Eine weltweite Lösung für eine sichere Zukunft?

Ich sehe Agnihotra nach der Methode von Potdar Saheb entwickelt und Vasant Paranjpé gelehrt als beste Möglichkeit den akuten Auswirkungen von rund 250 Jahren Industrialisierung und daraus resultierend Umweltverschmutzung global effizient und nachhaltig zu entgegnen. Dafür wurde die Website homagui.de ersonnen.

Es kann keine Umkehr von diesem Anliegen geben, so wie Jahrtausende von Qualen, Tränen und Opfern, aber auch Glauben, Hoffnung und Gebete nicht weniger bewirkt haben, außer Gewissensfragen zu vertuschen und ein paar Leuten ordentlich Reichtum beschert haben.

Bis nun abermals und womöglich letztmalig schwere Krisen die globale Gemeinschaft der Menschheit erschüttern?

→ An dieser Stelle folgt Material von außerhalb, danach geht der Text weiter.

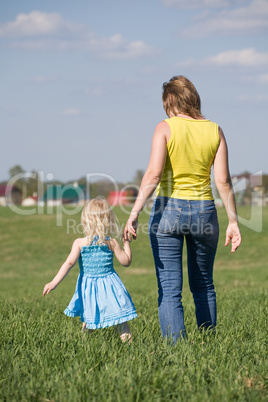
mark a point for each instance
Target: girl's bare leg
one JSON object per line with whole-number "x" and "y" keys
{"x": 84, "y": 328}
{"x": 124, "y": 332}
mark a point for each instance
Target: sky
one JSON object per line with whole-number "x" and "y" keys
{"x": 81, "y": 81}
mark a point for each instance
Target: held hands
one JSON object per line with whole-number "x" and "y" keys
{"x": 131, "y": 227}
{"x": 233, "y": 234}
{"x": 48, "y": 287}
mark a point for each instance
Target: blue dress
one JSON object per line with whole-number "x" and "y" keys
{"x": 100, "y": 298}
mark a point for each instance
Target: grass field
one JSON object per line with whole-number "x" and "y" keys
{"x": 45, "y": 357}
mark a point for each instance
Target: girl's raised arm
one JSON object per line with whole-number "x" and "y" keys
{"x": 65, "y": 268}
{"x": 124, "y": 256}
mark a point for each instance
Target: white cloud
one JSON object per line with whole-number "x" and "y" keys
{"x": 48, "y": 31}
{"x": 42, "y": 79}
{"x": 36, "y": 23}
{"x": 263, "y": 79}
{"x": 249, "y": 19}
{"x": 253, "y": 98}
{"x": 245, "y": 57}
{"x": 72, "y": 112}
{"x": 203, "y": 3}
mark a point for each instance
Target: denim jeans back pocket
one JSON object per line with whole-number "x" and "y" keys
{"x": 169, "y": 220}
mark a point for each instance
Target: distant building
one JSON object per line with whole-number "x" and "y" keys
{"x": 10, "y": 195}
{"x": 118, "y": 198}
{"x": 63, "y": 194}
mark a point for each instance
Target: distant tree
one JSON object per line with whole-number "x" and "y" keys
{"x": 17, "y": 169}
{"x": 28, "y": 183}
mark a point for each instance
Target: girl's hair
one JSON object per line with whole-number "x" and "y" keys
{"x": 99, "y": 220}
{"x": 180, "y": 96}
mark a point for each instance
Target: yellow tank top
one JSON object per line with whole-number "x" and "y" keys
{"x": 191, "y": 150}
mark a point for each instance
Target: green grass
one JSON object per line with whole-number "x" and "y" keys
{"x": 45, "y": 357}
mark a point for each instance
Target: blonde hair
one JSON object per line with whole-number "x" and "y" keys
{"x": 98, "y": 219}
{"x": 180, "y": 96}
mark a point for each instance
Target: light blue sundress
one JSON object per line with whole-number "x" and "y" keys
{"x": 100, "y": 298}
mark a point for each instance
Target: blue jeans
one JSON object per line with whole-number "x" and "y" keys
{"x": 171, "y": 221}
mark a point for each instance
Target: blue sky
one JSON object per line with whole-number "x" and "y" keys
{"x": 81, "y": 80}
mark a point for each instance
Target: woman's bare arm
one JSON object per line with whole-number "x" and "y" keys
{"x": 224, "y": 185}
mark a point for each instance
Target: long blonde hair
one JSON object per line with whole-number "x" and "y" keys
{"x": 180, "y": 96}
{"x": 98, "y": 219}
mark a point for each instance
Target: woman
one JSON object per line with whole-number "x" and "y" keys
{"x": 184, "y": 148}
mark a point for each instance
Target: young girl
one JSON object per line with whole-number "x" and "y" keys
{"x": 100, "y": 298}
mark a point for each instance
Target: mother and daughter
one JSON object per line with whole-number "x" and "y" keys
{"x": 184, "y": 148}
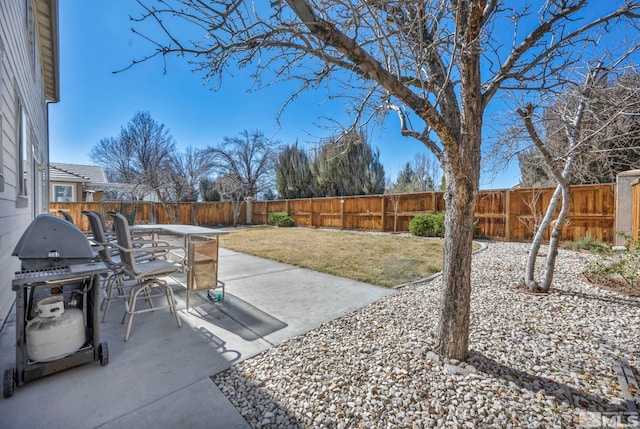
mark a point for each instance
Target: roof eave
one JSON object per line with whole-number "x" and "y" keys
{"x": 48, "y": 40}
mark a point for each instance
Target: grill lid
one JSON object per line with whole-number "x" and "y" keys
{"x": 52, "y": 238}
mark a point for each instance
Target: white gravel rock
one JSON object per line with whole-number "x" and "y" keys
{"x": 535, "y": 361}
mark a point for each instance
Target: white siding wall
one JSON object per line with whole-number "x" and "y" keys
{"x": 20, "y": 84}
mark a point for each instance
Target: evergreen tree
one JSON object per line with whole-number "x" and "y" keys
{"x": 348, "y": 166}
{"x": 406, "y": 180}
{"x": 293, "y": 174}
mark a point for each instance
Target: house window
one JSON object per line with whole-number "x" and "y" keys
{"x": 63, "y": 193}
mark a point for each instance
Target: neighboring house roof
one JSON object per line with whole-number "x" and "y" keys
{"x": 59, "y": 175}
{"x": 91, "y": 173}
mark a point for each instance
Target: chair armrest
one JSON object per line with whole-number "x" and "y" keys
{"x": 156, "y": 250}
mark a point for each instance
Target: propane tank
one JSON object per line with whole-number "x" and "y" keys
{"x": 56, "y": 332}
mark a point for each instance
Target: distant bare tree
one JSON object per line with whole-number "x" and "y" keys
{"x": 577, "y": 117}
{"x": 234, "y": 189}
{"x": 249, "y": 159}
{"x": 188, "y": 169}
{"x": 433, "y": 63}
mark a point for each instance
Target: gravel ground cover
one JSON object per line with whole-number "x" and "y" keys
{"x": 535, "y": 361}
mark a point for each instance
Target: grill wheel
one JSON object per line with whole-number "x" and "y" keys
{"x": 9, "y": 382}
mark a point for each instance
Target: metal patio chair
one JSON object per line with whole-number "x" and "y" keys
{"x": 148, "y": 283}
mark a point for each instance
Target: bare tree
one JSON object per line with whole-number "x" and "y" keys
{"x": 249, "y": 159}
{"x": 613, "y": 99}
{"x": 422, "y": 60}
{"x": 188, "y": 169}
{"x": 577, "y": 118}
{"x": 234, "y": 189}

Es gibt umfassende Möglichkeiten der weiterentwickelten wissenschaftlichen Forschung wie gewissenhaften Prüfung, aber auch vielfältig entwickelte Kommunikationsmittel und -formen im Sinne von Dialog und Wissenstransfer.

Für mich als einzelne Person mag das, was notwendig erscheint und anliegt, nicht leistbar sein im Sinne von Einspruch und Aktion. Es geht hier schließlich nicht um eine Innovation als Ergebnis einer Erfindung, welche sich monetär verwerten und maximal ausbeuten ließe. Schon gar nicht im Anliegen von Individualinteressen, elitärer Verbünde oder eben Gemeinschaften. Dies wurde mit Beginn der Bekanntgabe dieser Anwendungen um 1974 konkret ausgeschlossen.

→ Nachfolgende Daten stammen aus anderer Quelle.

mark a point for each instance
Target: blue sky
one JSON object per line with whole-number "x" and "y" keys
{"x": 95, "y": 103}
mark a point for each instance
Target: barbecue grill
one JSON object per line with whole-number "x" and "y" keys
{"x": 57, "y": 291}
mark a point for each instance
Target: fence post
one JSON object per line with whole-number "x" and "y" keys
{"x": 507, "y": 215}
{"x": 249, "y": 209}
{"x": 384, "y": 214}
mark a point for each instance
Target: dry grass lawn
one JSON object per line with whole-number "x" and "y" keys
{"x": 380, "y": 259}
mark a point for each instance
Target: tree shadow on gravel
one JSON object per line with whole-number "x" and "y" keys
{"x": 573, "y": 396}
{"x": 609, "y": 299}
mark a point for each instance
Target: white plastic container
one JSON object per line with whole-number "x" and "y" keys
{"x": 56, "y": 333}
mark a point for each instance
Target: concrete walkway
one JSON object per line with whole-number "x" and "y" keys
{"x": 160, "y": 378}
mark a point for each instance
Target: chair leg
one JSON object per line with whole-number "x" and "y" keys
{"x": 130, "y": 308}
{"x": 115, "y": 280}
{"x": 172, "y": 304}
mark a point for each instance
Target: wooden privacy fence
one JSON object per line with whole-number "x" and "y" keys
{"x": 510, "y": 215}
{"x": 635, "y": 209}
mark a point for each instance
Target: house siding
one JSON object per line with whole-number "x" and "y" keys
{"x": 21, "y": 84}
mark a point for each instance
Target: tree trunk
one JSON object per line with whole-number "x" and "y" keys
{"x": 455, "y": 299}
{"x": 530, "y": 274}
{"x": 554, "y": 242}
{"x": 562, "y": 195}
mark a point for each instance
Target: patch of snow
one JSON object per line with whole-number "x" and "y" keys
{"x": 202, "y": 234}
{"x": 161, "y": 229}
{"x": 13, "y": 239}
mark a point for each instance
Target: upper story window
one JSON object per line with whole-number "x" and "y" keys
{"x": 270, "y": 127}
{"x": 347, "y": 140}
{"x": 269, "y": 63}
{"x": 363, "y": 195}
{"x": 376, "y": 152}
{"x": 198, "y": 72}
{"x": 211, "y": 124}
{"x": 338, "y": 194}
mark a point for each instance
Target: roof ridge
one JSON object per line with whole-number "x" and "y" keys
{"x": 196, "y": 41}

Diese wird einzig und allein als eine Möglichkeit von Handlungsabläufen aufgezeigt, die vor rund 3000 Jahren im Rigveda dargelegt wie im Atharvaveda aufgezeichnet wurde. Und welche schließlich 1963 als Lösung für das aktuelle Zeitalter in verkürzter Form herausgearbeitet worden ist. Doch stehen konkrete Quellenangaben dieser ihr zugrunde liegenden vedischen Aufzeichnungen bislang aus.

Yajnyas: Homa Therapie im Widerspruch zur Gegenwart?

Im Angesicht von Fragestellungen zu Philosophie von Ethik und Humanismus im Kontext von Homa Therapie in Reflexion zur irdischen Geschichte.

Es folgen persönlichen Ansichten wie Überlegungen aus der Übersicht, welche sich mir im Laufe der letzten Jahrzehnte seit etwa 1979 eröffnet haben.

Dies sind Sichtweisen auf Angelegenheiten, die mich in irdischen wie humanistischen Fragen in Bezug zu den Homa Anwendungen wiederholt beschäftigen und seit meiner Ausbildung 1989 – 1992 zu vielen weiteren Überlegungen geführt haben.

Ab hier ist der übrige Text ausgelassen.